Yes, really. Officers reportedly set up en masse along Market, pulling over bike commuters for rolling through red lights — even when no pedestrians or cars were anywhere near the intersection. One cyclist described getting ticketed alongside two others at the same light, then counting at least 15 cops and multiple additional stops on her way to work. This wasn't community policing. This was theater.

Let's be clear: nobody is arguing cyclists should blow through busy intersections at full speed. Reckless riding is dangerous and should be penalized. But there's an enormous difference between a commuter carefully yielding at an empty intersection and someone barreling through a red at 20 mph. As one local pointed out, California already updated its jaywalking law with AB 2147 to reflect this exact common-sense distinction for pedestrians — you only get cited if there's an "immediate danger of collision." Why not apply the same logic to bikes?

The resource allocation here is baffling. As one SF resident put it bluntly: "Meanwhile families, young children, and old people keep getting obliterated by cars with almost no traffic citations. What a joke." The city's own high-injury network data shows that cars — not bikes — are responsible for the overwhelming majority of serious injuries and fatalities on our streets. You'd think the "larger strategy to improve street safety" would start there.

Another local nailed the absurdity: "Of all the things we need money for or things the police would be better off doing, this is what we choose as a priority?"

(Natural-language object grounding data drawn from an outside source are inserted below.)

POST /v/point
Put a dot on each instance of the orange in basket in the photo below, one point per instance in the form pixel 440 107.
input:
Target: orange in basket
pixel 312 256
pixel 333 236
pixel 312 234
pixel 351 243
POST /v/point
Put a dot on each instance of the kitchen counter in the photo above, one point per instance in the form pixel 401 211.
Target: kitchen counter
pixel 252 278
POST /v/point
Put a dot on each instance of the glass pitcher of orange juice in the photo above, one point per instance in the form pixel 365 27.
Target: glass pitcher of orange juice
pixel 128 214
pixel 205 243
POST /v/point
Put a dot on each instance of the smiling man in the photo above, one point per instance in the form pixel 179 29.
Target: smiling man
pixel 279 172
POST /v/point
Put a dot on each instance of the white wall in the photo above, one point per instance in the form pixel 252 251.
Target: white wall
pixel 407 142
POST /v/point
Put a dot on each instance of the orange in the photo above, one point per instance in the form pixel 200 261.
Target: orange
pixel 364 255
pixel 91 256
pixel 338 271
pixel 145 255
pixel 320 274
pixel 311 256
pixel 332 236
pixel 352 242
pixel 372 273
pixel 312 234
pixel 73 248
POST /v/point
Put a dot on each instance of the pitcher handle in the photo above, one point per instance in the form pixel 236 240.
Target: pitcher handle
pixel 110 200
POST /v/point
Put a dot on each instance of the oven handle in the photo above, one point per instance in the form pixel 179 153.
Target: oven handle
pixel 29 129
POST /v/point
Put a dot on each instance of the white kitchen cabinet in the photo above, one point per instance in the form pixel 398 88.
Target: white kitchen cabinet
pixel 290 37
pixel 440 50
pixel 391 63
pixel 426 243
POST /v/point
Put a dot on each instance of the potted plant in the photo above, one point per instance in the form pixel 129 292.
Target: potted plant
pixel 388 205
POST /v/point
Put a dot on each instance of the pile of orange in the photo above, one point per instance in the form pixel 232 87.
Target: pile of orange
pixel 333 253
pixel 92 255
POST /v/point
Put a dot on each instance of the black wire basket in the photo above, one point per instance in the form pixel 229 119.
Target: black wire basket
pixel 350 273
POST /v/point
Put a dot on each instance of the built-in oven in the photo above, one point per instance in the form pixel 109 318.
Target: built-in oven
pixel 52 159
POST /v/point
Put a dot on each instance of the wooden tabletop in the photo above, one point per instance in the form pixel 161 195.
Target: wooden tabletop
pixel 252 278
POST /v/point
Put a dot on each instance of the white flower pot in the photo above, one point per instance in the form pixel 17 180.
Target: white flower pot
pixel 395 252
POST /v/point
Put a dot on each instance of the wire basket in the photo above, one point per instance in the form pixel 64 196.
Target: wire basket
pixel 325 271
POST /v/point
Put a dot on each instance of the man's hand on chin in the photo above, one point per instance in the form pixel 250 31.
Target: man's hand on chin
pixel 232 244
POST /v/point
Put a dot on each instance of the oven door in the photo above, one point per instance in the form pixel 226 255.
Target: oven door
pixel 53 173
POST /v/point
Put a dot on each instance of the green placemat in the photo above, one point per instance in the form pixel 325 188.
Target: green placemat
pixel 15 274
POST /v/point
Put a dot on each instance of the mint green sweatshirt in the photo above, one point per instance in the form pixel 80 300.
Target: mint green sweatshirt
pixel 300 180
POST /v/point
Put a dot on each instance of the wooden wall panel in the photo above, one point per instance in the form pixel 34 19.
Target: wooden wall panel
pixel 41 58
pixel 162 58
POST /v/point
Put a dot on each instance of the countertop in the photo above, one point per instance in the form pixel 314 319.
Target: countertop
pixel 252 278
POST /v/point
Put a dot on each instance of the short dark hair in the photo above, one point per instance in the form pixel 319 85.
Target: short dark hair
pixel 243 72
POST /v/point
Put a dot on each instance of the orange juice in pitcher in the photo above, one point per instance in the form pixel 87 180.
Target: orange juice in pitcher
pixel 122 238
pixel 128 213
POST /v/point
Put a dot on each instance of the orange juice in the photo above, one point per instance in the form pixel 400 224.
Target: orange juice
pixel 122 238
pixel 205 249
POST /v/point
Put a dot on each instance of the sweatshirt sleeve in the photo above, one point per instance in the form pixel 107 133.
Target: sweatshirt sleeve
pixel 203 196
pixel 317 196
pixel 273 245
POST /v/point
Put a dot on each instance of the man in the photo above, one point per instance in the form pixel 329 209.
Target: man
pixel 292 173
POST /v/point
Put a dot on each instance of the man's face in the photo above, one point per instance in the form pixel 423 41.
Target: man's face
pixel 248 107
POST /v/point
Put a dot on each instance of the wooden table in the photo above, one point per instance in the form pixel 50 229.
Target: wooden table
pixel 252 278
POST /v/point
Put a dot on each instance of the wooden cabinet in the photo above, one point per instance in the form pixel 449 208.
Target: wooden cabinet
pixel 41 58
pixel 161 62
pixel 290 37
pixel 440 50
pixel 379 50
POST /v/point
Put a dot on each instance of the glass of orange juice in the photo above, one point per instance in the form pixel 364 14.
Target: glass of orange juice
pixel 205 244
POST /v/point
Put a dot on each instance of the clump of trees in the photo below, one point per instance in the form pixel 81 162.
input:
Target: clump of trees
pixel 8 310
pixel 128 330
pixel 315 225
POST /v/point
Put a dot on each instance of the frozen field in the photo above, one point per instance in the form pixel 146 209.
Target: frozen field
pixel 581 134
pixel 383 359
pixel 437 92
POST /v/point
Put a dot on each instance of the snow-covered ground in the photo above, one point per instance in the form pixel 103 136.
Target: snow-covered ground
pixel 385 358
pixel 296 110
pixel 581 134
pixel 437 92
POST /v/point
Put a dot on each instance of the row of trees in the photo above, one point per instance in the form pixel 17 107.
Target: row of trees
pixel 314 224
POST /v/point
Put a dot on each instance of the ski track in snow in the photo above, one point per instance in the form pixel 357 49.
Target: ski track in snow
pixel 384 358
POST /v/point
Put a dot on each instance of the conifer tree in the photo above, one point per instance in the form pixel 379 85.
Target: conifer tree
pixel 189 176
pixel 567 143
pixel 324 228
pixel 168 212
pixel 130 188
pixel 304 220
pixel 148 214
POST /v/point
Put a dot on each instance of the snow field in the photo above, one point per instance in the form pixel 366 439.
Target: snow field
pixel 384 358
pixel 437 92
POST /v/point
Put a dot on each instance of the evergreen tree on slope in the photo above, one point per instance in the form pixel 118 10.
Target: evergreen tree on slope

Meanwhile, cities like Paris are investing billions to make cycling safer and more accessible, ripping out car lanes and building protected bike infrastructure. The result? Fewer traffic deaths, less pollution, and streets that actually work for people. San Francisco loves to talk about being a world-class city. But world-class cities don't deploy 15 officers to ticket bike commuters while drivers rack up a body count largely undisturbed.

We need enforcement that's proportional to the actual danger. Ticket e-bikes and scooters terrorizing pedestrians on sidewalks — plenty of residents are begging for exactly that. Crack down on drivers who speed through school zones and blow through crosswalks. But staging bike stings on Market Street isn't a safety strategy. It's a misallocation of scarce public safety resources dressed up as progress.

San Francisco's budget is tight. Our police force is stretched thin. Every dollar and every officer-hour spent on low-risk bike stops is one not spent on the things actually killing people. That's not fiscal responsibility — it's safety theater.